Al igual que en “La grande belleza”, el realizador se mofa de la religión, cuando la protagonista tiene sexo con un sacerdote idealizado por la comunidad de fieles. Ciertamente, la escena en la cual ambos se desnudan explicita el radical contraste entre la belleza y la juventud de la mujer y la anatomía más bien obesa y desagradable del religioso, quien es mucho mayor que ella.
Obviamente, este vínculo tan efímero como pecaminoso porque el cura viola sus votos de castidad en la propia iglesia de la cual es párroco, corrobora que los religiosos, sin renunciar a su fe, también son humanos y tienen deseos y tentaciones, aunque los fanáticos feligreses crean que son asexuados.

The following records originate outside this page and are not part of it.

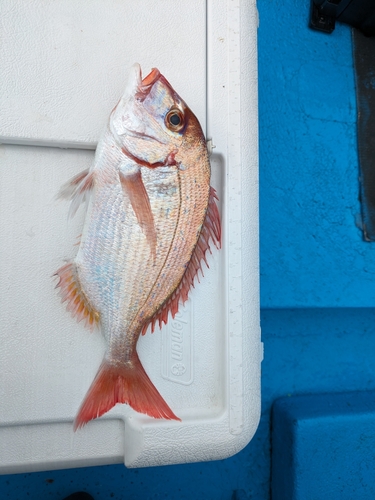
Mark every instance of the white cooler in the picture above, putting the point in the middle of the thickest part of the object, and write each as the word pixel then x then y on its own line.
pixel 63 68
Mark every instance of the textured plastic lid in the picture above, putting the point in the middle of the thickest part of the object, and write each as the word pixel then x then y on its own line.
pixel 64 66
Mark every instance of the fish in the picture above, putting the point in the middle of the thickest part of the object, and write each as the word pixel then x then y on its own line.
pixel 151 217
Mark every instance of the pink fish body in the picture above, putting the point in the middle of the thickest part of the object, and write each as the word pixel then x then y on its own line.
pixel 150 216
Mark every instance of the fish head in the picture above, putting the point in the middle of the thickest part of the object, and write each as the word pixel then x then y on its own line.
pixel 151 121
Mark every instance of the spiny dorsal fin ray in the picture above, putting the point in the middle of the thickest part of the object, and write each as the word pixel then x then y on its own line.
pixel 211 230
pixel 71 292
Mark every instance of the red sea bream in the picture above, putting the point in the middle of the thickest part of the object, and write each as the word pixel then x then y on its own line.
pixel 151 214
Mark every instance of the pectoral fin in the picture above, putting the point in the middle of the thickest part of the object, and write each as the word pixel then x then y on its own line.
pixel 77 189
pixel 134 189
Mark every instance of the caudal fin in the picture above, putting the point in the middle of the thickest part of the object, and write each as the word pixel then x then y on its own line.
pixel 126 383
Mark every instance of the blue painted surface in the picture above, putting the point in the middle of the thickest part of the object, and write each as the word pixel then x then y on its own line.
pixel 323 447
pixel 317 275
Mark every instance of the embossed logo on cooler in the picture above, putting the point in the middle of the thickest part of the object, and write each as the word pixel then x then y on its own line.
pixel 177 345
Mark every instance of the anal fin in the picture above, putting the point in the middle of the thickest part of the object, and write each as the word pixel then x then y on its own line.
pixel 71 292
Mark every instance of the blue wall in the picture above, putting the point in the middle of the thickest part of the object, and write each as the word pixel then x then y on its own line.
pixel 317 274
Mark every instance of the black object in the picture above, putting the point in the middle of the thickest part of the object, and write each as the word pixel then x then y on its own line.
pixel 364 64
pixel 80 495
pixel 357 13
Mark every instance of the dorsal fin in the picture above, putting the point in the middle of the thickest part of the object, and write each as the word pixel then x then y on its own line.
pixel 72 292
pixel 211 230
pixel 77 189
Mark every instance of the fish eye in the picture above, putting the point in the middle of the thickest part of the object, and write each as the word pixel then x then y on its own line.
pixel 174 120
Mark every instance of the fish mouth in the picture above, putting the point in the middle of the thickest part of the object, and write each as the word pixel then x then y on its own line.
pixel 145 86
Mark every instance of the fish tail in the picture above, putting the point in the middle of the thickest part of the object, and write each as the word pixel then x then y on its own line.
pixel 122 383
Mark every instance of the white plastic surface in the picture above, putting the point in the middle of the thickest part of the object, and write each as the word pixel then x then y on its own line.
pixel 63 67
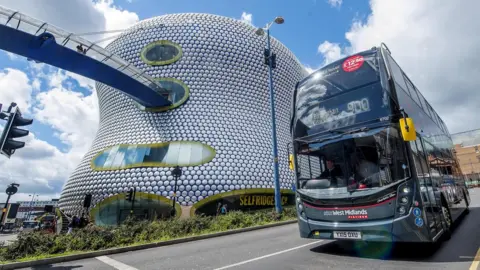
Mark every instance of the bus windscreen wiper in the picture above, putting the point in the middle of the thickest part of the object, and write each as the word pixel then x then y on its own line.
pixel 350 131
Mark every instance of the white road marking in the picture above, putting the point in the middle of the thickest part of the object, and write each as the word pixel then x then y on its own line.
pixel 476 261
pixel 269 255
pixel 116 264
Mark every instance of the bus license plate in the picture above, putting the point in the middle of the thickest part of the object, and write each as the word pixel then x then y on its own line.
pixel 347 235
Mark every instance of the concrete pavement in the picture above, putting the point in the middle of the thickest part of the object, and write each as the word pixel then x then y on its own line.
pixel 282 248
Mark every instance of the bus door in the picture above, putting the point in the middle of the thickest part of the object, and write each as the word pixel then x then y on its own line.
pixel 427 193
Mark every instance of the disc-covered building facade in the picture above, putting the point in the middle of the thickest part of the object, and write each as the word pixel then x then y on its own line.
pixel 218 128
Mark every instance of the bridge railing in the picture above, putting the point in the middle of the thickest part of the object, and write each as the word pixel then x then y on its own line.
pixel 35 27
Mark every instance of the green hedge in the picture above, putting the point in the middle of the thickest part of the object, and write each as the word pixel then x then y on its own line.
pixel 33 244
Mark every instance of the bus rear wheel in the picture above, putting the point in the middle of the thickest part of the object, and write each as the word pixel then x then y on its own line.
pixel 467 210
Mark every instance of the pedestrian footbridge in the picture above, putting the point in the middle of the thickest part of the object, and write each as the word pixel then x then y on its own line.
pixel 42 42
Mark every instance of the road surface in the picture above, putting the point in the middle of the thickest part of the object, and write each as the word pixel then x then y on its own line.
pixel 282 248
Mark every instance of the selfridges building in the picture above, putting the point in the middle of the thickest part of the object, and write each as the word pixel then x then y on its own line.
pixel 218 128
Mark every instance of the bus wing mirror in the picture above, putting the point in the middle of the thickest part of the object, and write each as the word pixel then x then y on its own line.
pixel 290 162
pixel 408 129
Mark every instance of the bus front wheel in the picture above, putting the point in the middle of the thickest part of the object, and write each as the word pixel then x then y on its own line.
pixel 447 219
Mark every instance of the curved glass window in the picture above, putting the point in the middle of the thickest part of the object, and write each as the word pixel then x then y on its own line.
pixel 162 52
pixel 178 94
pixel 167 154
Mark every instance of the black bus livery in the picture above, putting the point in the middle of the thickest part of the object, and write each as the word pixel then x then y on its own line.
pixel 373 161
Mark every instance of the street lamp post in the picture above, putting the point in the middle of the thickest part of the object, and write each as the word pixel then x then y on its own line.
pixel 31 206
pixel 270 60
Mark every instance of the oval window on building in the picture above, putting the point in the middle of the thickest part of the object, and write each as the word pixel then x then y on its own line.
pixel 167 154
pixel 162 52
pixel 178 93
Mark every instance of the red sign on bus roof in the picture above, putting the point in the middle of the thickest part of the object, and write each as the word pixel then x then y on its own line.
pixel 353 63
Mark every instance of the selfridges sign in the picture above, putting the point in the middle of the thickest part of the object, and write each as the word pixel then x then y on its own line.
pixel 345 212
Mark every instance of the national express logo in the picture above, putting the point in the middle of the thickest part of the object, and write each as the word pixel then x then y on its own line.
pixel 351 213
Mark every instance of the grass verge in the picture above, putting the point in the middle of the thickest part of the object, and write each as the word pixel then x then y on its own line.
pixel 39 245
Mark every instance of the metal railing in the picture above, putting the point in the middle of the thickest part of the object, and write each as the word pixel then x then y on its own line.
pixel 35 27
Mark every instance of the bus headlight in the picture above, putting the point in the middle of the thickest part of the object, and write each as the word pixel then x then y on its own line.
pixel 406 194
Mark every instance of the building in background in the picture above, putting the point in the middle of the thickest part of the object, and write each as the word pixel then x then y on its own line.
pixel 30 210
pixel 218 128
pixel 467 147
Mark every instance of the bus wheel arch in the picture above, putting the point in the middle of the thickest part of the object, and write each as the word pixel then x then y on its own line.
pixel 447 218
pixel 467 205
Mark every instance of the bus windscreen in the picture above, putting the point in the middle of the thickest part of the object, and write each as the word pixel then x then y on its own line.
pixel 341 94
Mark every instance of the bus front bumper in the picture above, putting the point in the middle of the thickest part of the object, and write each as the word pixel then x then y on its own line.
pixel 375 231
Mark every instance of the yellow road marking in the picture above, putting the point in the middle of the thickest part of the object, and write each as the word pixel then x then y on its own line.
pixel 476 261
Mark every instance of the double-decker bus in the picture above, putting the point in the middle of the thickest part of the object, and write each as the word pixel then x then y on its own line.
pixel 373 161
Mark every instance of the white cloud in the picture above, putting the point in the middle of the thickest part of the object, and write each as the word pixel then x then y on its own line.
pixel 38 167
pixel 433 42
pixel 247 18
pixel 41 167
pixel 15 87
pixel 72 114
pixel 335 3
pixel 309 69
pixel 330 51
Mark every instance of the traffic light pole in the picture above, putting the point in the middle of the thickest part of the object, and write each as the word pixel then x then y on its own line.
pixel 276 177
pixel 4 210
pixel 176 172
pixel 11 189
pixel 133 199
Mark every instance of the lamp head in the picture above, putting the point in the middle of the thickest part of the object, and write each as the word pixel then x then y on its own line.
pixel 260 32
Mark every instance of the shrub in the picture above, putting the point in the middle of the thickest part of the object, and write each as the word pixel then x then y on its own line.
pixel 133 231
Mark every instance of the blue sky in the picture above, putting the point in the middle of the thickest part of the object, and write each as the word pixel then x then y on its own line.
pixel 307 22
pixel 431 40
pixel 306 26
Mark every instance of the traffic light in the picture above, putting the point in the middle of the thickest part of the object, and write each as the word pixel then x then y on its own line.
pixel 290 162
pixel 129 195
pixel 11 131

“Parthenope: los amores de Nápoles” es una película de esplendorosa y poética belleza, que transforma a esta maravillosa ciudad italiana en protagonista, narrando una historia humana que mixtura el drama y el desencanto con la comedia costumbrista y hasta con el cine erótico, aunque sin la explicitud característica del género porno de bajo presupuesto y nulo valor artístico.

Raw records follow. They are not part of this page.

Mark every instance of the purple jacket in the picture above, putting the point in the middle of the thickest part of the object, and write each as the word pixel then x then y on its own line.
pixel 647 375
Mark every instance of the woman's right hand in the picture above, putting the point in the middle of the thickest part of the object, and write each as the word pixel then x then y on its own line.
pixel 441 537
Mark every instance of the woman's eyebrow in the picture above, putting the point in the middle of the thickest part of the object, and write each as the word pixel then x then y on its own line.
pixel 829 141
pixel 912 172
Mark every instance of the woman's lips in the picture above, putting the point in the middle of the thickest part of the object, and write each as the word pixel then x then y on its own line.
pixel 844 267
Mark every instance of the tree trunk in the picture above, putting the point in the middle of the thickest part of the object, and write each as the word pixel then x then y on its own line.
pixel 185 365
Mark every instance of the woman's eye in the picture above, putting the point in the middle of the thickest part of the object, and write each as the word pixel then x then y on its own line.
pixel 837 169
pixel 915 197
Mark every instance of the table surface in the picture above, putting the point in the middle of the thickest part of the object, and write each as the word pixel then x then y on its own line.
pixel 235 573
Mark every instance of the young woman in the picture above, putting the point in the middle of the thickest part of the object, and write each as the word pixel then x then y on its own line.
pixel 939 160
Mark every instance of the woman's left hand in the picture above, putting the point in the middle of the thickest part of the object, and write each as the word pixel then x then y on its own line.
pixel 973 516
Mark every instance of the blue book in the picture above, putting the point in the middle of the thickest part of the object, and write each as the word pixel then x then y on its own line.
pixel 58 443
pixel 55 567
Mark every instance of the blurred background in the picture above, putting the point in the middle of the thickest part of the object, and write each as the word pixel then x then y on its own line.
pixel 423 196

Aunque este film no es ciertamente una apología feminista, es sí una apología de la libertad en su máxima expresión, que no se agota en la mera formulación estética, sino que también indaga en las más irreprimibles pasiones humanas, sin soslayar algún apunte político y deportivo, como la imagen del astro Diego Armando Maradona como una suerte de santo laico, y obviamente una ácida y por momentos despiadada crítica a la religión católica, acorde con la impronta de un realizador cinematográfico depositario del legado de los emblemáticos maestros del neorrealismo.
Por Hugo Acevedo
Periodista y crítico literario
FICHA TÉCNICA
Parthenope: los amores de Nápoles, Italia-Francia 2024. Dirección: Paolo Sorrentino. Guión: Paolo Sorrentino. Fotografía: Daria D´Antonio. Música: Lele Marchitelli. Edición: Cristiano Travaglioli. Reparto: Celeste Dalla Porta, Silvio Orlando, Peppe Lanzetta, Gary Oldman, Luisa Ranieri, Isabella Ferrari, Stefania Sandrelli.